Concurrent event handling #2381

MaxFangX · 2023-06-28T04:48:50Z

MaxFangX
Jun 28, 2023

Background

Right now, the EventsProvider trait states: "handlers MUST fully handle Events and persist any relevant changes to disk before returning".

However, this effectively prevents LDK users from implementing any form of concurrency that would allow them to reduce latency / response times when under high load and generating lots of Events. If 10 pending events are emitted in a call to process_events[_async], and all of these need to persist data e.g. by making a request to a database, all 10 calls have to be executed in serial, when in practice the Events may have little to no relation to each other and LDK users can handle these events more efficiently by processing them in parallel.

This property is important for us because we expect to have a single (or very few) LSPs handle and route payments for a large number of user nodes. It's not a big deal if user nodes have to process events serially, but our LSP needs to be able to process events concurrently, otherwise our users will experience latency spikes when the LSP is under high load.

Possible solutions

One solution that would work for us (let's call it the "events batch" approach) is to allow us to pass in a (optionally async) event handler that handles one batch of events at a time, e.g. by taking a Vec<Event> as input instead of just a single Event. Then, we could serialize and persist the batch of events in one call to our own DB, and safely return from the handle_event_batch function along with our promise that we'll handle the events eventually (possibly when the node restarts at a later point in time). Then, LDK can consider the events handled and repersist the channel manager / chain monitor with the pending events queue drained, while our own code works through the persisted events. If there is e.g. a network outage that prevents an event from being handled, we can just shut down our node and continue trying to handle the event at a later point in time.

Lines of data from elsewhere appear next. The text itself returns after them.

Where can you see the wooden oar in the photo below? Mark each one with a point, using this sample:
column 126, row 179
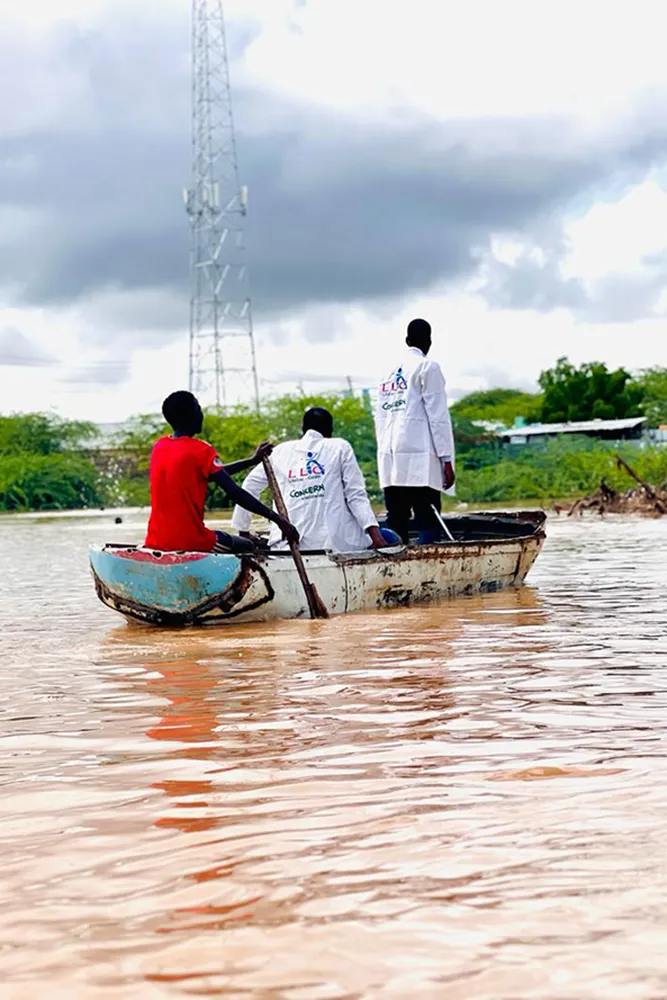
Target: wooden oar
column 315, row 604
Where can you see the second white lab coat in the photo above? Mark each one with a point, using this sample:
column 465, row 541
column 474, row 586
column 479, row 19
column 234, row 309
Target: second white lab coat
column 324, row 492
column 413, row 425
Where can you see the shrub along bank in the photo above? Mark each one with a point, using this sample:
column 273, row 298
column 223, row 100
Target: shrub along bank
column 47, row 464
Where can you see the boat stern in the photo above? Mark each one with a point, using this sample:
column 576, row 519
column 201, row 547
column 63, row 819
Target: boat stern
column 176, row 588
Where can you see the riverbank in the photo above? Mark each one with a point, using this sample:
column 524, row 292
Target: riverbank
column 70, row 476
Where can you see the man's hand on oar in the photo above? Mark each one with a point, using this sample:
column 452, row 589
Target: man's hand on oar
column 290, row 534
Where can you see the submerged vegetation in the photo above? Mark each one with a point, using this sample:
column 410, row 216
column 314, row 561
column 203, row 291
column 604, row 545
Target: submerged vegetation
column 47, row 463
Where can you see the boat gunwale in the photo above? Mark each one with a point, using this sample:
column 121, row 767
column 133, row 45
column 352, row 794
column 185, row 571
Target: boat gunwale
column 400, row 553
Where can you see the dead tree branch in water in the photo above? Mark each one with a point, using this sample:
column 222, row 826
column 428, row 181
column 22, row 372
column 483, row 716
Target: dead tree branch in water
column 645, row 500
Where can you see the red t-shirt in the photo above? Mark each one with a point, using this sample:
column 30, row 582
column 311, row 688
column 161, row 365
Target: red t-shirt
column 179, row 474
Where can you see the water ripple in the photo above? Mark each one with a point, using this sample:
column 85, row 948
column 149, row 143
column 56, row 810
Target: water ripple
column 465, row 801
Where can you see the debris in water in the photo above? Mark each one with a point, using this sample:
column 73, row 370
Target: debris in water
column 644, row 500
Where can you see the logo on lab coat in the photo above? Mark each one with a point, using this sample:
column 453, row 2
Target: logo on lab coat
column 307, row 479
column 394, row 391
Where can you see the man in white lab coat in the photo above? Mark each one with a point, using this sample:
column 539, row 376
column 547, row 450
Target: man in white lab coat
column 324, row 492
column 415, row 439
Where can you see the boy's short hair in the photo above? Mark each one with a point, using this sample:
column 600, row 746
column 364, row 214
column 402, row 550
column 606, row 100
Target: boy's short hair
column 181, row 409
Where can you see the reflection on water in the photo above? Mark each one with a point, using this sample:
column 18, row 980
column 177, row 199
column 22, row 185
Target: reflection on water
column 463, row 801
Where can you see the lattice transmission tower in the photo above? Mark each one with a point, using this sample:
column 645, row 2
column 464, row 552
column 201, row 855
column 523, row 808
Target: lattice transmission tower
column 222, row 344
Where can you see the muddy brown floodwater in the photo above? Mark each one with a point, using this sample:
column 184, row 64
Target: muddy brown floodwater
column 465, row 801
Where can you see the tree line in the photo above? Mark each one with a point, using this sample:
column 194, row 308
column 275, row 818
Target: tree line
column 47, row 463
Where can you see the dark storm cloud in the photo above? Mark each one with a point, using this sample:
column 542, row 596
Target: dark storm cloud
column 338, row 212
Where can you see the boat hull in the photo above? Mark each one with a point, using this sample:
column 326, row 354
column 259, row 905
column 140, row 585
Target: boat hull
column 199, row 588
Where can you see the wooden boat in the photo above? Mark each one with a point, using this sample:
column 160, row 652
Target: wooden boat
column 488, row 553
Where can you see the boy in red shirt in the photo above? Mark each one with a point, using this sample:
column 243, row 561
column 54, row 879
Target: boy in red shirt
column 180, row 471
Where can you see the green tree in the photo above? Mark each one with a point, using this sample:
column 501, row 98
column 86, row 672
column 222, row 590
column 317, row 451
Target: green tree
column 652, row 383
column 589, row 392
column 48, row 482
column 501, row 406
column 42, row 434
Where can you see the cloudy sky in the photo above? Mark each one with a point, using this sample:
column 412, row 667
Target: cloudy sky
column 496, row 168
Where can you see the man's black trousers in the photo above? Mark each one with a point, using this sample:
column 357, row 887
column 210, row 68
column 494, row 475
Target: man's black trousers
column 404, row 501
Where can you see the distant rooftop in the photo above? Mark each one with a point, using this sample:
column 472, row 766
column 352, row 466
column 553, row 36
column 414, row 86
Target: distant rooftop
column 576, row 427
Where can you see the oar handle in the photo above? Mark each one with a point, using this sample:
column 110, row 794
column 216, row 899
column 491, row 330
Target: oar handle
column 315, row 606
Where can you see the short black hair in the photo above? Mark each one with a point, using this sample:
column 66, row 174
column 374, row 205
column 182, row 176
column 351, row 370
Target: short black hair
column 318, row 419
column 419, row 332
column 182, row 410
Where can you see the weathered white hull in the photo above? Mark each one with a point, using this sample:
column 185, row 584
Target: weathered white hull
column 378, row 580
column 196, row 588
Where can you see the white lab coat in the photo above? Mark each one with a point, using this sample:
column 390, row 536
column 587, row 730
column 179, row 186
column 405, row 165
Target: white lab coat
column 413, row 425
column 324, row 492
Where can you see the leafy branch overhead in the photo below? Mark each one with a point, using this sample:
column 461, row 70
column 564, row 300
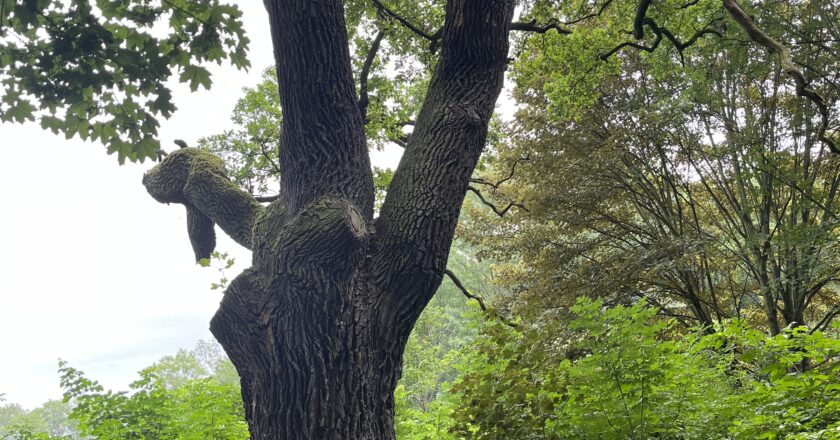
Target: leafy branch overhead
column 100, row 73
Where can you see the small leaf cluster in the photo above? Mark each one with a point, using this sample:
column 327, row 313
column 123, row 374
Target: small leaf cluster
column 97, row 69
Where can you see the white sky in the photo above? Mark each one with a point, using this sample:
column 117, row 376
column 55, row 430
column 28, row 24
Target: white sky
column 92, row 269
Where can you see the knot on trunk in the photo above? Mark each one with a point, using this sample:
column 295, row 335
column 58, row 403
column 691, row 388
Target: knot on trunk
column 326, row 237
column 198, row 180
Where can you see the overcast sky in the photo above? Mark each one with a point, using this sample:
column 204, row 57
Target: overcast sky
column 92, row 270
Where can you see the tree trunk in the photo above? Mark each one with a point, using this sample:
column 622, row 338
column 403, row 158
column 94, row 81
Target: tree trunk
column 317, row 326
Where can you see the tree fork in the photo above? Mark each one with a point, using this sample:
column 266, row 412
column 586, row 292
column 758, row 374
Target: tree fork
column 317, row 326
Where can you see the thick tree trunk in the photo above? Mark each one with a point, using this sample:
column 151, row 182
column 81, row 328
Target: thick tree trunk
column 317, row 326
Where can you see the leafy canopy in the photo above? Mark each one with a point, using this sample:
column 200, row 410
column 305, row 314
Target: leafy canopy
column 99, row 69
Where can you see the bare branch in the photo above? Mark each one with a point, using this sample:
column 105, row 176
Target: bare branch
column 788, row 67
column 496, row 185
column 532, row 26
column 266, row 199
column 384, row 10
column 478, row 299
column 499, row 212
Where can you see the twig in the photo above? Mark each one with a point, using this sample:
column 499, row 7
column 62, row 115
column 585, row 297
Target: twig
column 499, row 212
column 480, row 301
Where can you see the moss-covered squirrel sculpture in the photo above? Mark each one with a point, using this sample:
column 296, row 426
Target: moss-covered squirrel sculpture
column 197, row 179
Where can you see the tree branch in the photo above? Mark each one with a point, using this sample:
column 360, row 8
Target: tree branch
column 387, row 12
column 532, row 26
column 418, row 218
column 477, row 298
column 499, row 212
column 323, row 144
column 496, row 185
column 788, row 67
column 363, row 76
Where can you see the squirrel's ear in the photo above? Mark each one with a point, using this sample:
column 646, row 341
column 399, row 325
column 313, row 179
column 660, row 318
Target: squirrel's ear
column 202, row 233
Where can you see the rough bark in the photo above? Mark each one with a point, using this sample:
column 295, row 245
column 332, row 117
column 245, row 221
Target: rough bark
column 317, row 326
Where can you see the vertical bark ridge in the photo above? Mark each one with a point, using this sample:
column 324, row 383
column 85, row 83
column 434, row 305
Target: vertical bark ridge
column 323, row 148
column 420, row 213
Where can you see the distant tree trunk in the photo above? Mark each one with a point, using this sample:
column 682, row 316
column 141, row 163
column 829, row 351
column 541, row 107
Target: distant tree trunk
column 317, row 326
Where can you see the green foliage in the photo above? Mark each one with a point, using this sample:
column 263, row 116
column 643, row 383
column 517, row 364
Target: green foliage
column 182, row 397
column 47, row 422
column 99, row 72
column 251, row 151
column 622, row 372
column 222, row 262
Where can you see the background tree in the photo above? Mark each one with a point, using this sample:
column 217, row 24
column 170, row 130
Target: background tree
column 692, row 177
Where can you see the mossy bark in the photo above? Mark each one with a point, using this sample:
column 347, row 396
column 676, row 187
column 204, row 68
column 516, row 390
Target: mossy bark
column 317, row 326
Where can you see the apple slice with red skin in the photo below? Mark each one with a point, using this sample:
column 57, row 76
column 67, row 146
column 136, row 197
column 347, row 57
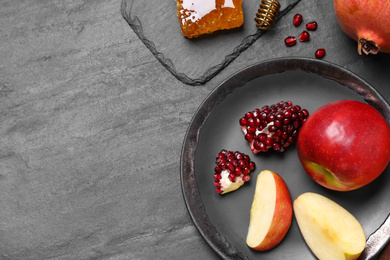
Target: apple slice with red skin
column 330, row 231
column 344, row 145
column 271, row 212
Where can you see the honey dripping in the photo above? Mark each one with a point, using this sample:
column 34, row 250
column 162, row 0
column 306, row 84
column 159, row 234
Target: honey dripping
column 197, row 17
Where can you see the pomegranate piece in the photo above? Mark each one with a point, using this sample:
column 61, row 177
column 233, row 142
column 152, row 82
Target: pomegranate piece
column 312, row 26
column 231, row 170
column 273, row 127
column 290, row 41
column 304, row 37
column 320, row 53
column 297, row 19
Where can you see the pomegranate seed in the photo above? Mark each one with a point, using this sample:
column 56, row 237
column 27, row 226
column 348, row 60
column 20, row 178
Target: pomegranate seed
column 277, row 129
column 312, row 26
column 290, row 41
column 235, row 164
column 304, row 37
column 320, row 53
column 297, row 20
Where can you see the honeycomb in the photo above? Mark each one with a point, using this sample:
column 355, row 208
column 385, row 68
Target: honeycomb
column 197, row 17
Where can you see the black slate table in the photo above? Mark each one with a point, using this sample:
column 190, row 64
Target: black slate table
column 92, row 126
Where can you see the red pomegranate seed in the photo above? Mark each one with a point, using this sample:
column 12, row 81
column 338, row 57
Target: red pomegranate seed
column 290, row 41
column 297, row 20
column 279, row 127
column 320, row 53
column 232, row 165
column 312, row 26
column 304, row 37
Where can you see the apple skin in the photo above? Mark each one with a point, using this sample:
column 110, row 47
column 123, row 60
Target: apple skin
column 281, row 212
column 344, row 145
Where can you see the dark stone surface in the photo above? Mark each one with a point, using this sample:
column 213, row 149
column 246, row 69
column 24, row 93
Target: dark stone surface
column 92, row 126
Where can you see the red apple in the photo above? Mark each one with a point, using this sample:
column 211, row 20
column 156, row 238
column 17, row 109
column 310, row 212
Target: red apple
column 344, row 145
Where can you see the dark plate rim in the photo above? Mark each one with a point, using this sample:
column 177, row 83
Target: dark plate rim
column 376, row 241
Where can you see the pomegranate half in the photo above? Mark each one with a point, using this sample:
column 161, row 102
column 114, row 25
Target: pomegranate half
column 367, row 22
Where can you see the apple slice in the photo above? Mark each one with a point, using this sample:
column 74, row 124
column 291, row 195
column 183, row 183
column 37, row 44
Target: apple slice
column 271, row 212
column 330, row 231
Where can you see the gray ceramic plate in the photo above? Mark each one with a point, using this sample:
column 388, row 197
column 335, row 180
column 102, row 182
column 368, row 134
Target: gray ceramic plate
column 223, row 220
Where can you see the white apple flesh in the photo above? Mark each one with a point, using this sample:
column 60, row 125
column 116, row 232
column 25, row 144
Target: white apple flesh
column 271, row 212
column 330, row 231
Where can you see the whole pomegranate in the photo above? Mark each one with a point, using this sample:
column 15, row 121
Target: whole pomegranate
column 367, row 22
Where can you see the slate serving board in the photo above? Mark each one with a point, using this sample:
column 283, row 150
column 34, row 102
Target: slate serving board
column 193, row 61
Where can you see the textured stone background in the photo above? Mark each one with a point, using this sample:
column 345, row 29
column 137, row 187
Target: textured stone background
column 91, row 129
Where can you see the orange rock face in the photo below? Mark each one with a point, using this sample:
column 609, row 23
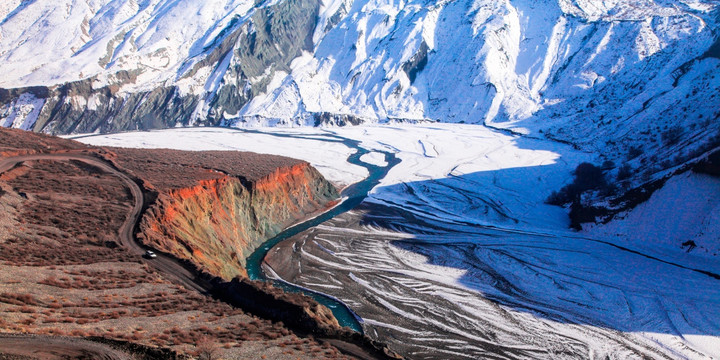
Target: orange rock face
column 217, row 223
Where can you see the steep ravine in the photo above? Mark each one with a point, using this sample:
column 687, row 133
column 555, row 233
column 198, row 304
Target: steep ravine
column 217, row 223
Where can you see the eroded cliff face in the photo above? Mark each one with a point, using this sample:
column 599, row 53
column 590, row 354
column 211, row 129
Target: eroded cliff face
column 217, row 223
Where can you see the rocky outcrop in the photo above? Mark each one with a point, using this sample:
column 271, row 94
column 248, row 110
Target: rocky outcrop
column 218, row 222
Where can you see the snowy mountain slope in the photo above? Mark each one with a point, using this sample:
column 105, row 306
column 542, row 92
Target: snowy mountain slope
column 620, row 78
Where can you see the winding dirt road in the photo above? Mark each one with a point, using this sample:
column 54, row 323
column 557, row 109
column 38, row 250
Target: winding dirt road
column 170, row 267
column 53, row 347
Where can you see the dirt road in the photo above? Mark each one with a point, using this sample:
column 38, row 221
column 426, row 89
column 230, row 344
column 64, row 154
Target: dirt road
column 168, row 266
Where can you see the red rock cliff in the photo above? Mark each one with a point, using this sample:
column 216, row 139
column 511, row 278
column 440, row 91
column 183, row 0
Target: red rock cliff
column 218, row 222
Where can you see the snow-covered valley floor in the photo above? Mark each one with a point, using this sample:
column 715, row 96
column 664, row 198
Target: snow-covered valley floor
column 454, row 254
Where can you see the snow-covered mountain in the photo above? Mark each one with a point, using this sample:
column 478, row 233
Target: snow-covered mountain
column 614, row 76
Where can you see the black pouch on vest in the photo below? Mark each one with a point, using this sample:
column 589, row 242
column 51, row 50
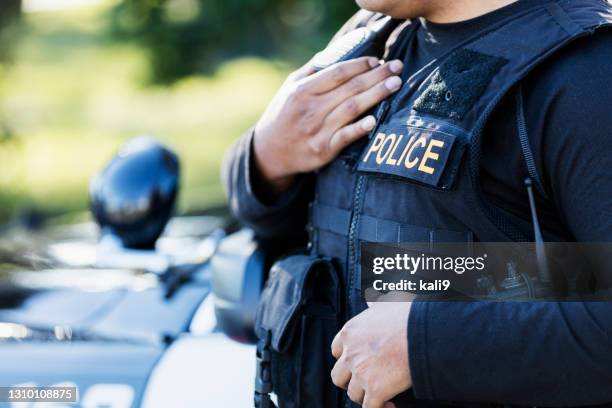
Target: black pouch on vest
column 298, row 317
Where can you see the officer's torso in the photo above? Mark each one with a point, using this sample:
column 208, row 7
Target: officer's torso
column 417, row 177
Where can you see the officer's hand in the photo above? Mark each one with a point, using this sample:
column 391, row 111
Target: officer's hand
column 312, row 117
column 372, row 354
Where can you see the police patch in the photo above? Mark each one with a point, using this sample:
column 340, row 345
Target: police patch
column 418, row 153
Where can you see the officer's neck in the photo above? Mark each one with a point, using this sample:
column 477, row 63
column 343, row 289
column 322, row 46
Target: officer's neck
column 460, row 10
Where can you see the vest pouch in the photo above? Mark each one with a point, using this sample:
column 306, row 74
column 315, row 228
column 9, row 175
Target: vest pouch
column 298, row 316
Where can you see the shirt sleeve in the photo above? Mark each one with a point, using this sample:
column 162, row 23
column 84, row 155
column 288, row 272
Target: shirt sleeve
column 539, row 353
column 534, row 354
column 283, row 217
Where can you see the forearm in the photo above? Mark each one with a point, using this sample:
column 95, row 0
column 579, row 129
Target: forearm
column 550, row 354
column 282, row 217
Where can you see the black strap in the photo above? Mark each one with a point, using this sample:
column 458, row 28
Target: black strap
column 525, row 146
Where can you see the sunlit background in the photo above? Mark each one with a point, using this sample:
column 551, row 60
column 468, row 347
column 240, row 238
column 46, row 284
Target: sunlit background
column 79, row 77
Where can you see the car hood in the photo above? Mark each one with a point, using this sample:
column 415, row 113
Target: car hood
column 54, row 287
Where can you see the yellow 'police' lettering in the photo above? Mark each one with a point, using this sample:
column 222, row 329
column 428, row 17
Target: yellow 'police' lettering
column 375, row 145
column 391, row 160
column 391, row 139
column 406, row 148
column 430, row 155
column 410, row 163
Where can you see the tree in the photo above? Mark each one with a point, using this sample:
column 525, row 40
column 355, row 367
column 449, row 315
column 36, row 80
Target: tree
column 193, row 36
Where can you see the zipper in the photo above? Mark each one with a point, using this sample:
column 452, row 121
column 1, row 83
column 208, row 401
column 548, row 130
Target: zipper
column 380, row 115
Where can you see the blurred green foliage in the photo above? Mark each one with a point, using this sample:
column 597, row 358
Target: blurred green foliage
column 73, row 95
column 10, row 13
column 184, row 37
column 79, row 85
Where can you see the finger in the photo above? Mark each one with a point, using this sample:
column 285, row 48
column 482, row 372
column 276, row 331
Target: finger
column 355, row 391
column 340, row 375
column 372, row 402
column 337, row 346
column 355, row 106
column 303, row 72
column 363, row 82
column 337, row 74
column 350, row 134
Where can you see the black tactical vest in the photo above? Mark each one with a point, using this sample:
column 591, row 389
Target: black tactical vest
column 417, row 177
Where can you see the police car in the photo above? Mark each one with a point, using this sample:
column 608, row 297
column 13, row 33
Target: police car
column 131, row 326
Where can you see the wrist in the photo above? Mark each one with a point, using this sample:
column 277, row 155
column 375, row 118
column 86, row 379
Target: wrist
column 270, row 170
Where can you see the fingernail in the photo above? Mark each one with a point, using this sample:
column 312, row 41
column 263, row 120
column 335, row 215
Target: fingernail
column 393, row 83
column 368, row 123
column 396, row 66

An alternative approach (let's call it the "callback" approach) that would also work for us is like the channel monitor async persistence API: associate each Event with an id, then call back into the channel manager / chain monitor whenever we have finished processing any event. This would allow us to spawn off the handling of Events to a dedicated task immediately after they come in. When the channel manager / chain monitor are notified that an event has been handled, they are free to remove the event from their internal pending queues and trigger a repersist. If the node crashes after the LDK user's event handling tasks have handled the event but before the manager / monitor have had a chance to repersist, the events are reemitted upon startup and handled again, which is fine because the handlers are required to be idempotent.

More comments

Side note: Purposefully preventing `handle_event` from returning is unorthodox and probably not the best approach

Btw, in the current event handler contract, if the node determines that an event cannot be handled, e.g. due to a temporary lack of network access, LDK users have to use some strange mechanism like std::thread::park() or std::future::pending().await to ensure the call to handle_events[_async] never returns. Meanwhile, they may need to do some intricate coordination to gracefully shut down their node while keeping the event handling task / thread suspended, so that the manager / monitor never repersist and thus lose the unhandled event. The alternative approach of simply letting a handler retry its failing job indefinitely doesn't seem ideal either. Both of the two solutions outlined above allow the user to avoid this.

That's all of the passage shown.